I compare “The Sky is Everywhere” to “What Remains of Edith Finch” because they both ask you to inhabit emotional realities that shape the world around you, that shape other people’s stories. They don’t just present a situation or character going through grief, they ask you to be a part of coping with that grief and see the world from the perspective of the grief-stricken. Reality isn’t reality. Every emotion is supersaturated, idealized and romanticized until it’s rejected, the world takes the shape of your perception. It’s not so much that “The Sky is Everywhere” can’t find it’s tone or sense of reality initially, it’s that the concrete foundation we’re so used to stories providing us isn’t there from the start. Most films about grief give us that anchor, but like “What Remains of Edith Finch”, “The Sky is Everywhere” doesn’t want us to have it. To embody grief, we cannot have it, or else we would have an out from that embodiment.

We start from a place where reality is already gone, suffused in this case with gothic romance and monologues that are overwritten until you start feeling them instead of analyzing them. It’s beautiful once you can get close enough to where it’s coming from, but trekking that far out is difficult and not what everyone wants out of a film like this.

Even loving it, I still have criticisms of “The Sky is Everywhere”. The characters are initially defined by such an overwhelming level of quirk that it’s hard to read any of their relationships beyond this. Without enough of anything else, they can come off as creepy in place of caring from time to time. This means getting to know them later places them at a deficit that doesn’t feel intended.

Dialogue scenes where the characters struggle to put shape to their grief are brilliantly done, but it takes about 25 minutes to get to a single one of them. Plot aspects like whether Lennie will get into Juilliard, which are so central in the film’s opening act, become somewhat forgotten later. Of course, this becomes less important to Lennie, but I do think the film focuses a bit too much on some practical initial stakes to get you invested when it’s not really about those stakes. The opening act gives us those stakes and descriptions of grief, but it fails to let us see a character interacting at length with the film’s focus on grief until it’s shifting us into that second act.
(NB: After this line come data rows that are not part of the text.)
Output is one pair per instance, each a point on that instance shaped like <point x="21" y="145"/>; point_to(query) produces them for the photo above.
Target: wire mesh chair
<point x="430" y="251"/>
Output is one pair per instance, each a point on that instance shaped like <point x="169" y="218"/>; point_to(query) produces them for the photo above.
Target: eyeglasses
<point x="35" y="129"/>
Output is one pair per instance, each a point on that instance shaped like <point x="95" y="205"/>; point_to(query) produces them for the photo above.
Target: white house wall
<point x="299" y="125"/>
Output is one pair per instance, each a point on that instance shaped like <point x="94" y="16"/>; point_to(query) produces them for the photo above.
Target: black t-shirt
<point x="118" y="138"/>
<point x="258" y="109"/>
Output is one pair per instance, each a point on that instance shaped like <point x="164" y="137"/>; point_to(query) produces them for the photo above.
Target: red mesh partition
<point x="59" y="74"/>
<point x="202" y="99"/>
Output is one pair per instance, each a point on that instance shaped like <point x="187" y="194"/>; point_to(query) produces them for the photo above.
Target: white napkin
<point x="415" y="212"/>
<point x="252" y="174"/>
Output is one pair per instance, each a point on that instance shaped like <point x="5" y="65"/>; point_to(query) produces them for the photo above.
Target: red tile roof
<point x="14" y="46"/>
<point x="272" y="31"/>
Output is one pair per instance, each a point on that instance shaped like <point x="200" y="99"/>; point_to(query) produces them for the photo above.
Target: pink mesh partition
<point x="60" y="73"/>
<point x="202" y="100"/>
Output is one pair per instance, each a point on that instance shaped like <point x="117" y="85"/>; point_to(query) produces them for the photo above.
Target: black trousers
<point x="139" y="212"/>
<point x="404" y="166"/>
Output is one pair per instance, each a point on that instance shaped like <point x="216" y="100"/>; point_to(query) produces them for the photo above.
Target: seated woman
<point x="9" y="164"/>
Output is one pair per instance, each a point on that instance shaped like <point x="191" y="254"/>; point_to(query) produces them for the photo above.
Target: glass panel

It’s important we know these details, but they shouldn’t dominate the film’s opening to the exclusion of everything else.

All that said, if you can ride out that opening act and get that key to click for you in terms of its gothic romantic storytelling, “The Sky is Everywhere” is a gorgeous, beautifully designed, well-conceived film with a strong central performance. If it never clicks for you, that’s understandable – its storytelling approach will lack enough of an anchor for many. If it drives enough curiosity to see what it wants to show you next, “The Sky is Everywhere” can ultimately be extremely rewarding.

It’s a challenging film, perhaps even off-putting, but if you can sync up with its sense of metaphors springing off the back of a metaphorical reality, it has a lot to say that’s worth hearing.

You can watch “The Sky is Everywhere” on Apple TV.